E' il giorno dell'addio al leggendario pilota arianese Guido Pompeo. Una folla interminabile ha reso omaggio alla sua salma da ieri ininterrottamente nella casa funeraria Sanzio dove è stata allestita la camera ardente. Una grande attestazione di affetto sincero verso i familiari. Per lui sono giunti da ogni parte. Un fulmine a ciel sereno. Una notizia, la sua morte improvvisa che ha lasciato tutti sgomenti e increduli.
"Tutto è iniziato dal rumore di un motore Alfa Romeo. Per papà Guido - scrive il figlio Antonio - le corse non erano solo velocità, erano precisione, e soprattutto, passione pura. Quella stessa passione che ha trasformato un sogno in realtà, dando vita ad Ariano Irpino a Pompeo Auto.
Oggi, io e mio fratello Angelo portiamo avanti quello che lui ha costruito dal nulla. Ma l'eredità più grande che ci ha lasciato non sono le auto, è la sua straordinaria umiltà.

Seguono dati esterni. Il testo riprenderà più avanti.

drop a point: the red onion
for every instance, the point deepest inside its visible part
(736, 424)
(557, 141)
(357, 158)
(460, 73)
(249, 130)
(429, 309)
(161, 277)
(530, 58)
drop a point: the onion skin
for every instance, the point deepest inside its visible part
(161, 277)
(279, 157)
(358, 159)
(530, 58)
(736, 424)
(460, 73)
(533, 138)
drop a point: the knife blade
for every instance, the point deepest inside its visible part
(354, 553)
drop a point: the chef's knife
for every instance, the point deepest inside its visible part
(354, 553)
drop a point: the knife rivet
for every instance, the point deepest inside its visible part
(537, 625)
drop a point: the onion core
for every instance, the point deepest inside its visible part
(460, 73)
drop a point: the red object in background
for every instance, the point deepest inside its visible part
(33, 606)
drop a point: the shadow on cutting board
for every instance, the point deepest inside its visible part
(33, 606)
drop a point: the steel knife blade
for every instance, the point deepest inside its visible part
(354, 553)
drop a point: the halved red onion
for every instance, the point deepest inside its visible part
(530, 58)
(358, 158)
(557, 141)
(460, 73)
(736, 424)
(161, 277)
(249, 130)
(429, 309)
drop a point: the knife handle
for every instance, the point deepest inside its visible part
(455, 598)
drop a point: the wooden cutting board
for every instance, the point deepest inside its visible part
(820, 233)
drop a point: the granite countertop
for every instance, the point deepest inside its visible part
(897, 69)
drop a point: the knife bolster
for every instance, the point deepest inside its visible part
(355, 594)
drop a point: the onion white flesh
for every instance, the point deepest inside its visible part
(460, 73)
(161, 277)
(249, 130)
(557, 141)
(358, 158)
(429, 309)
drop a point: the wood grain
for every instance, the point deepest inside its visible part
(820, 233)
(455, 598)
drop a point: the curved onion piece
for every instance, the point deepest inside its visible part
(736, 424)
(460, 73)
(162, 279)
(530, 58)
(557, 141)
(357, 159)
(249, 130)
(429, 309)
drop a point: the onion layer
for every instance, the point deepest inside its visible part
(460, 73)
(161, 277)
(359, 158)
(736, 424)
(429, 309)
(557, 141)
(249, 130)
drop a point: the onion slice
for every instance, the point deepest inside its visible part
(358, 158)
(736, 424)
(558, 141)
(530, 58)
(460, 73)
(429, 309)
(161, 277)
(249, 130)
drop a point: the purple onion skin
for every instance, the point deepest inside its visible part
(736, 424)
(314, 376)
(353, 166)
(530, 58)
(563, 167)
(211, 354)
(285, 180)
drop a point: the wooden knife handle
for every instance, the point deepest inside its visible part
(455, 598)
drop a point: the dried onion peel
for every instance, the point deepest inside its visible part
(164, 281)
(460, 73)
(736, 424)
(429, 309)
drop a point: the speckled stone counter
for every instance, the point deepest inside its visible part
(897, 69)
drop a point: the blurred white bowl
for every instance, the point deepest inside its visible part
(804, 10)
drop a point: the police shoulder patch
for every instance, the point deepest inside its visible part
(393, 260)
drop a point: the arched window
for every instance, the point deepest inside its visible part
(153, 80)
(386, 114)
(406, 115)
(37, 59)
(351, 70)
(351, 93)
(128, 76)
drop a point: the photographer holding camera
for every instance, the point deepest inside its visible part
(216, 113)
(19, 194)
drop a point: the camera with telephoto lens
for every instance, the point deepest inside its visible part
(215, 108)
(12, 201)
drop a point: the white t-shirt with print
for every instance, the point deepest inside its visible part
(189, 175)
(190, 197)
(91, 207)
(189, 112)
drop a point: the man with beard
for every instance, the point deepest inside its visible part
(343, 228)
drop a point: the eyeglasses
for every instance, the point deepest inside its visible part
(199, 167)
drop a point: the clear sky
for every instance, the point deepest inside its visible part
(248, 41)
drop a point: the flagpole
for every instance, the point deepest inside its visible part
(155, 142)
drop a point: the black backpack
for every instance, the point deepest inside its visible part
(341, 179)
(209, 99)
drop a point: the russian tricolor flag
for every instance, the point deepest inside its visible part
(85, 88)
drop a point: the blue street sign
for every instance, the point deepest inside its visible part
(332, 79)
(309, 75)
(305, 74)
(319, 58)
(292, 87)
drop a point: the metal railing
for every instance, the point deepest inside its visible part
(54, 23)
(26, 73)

Papà ci ha insegnato che il successo non si misura in chilometri orari, ma nel bene che semini verso gli altri.
Il suo segreto? Una frase che è diventata il nostro stile di vita: "Fai quello che ti fa stare bene."Grazie Papà per essere stato il nostro pilota migliore e per averci insegnato a guidare con la forza dei valori".
Oggi pomeriggio alle 15.30 nel Santuario Madonna di Fatima a Cardito, nel piano di zona, gli verrà rivolto l'ultimo saluto.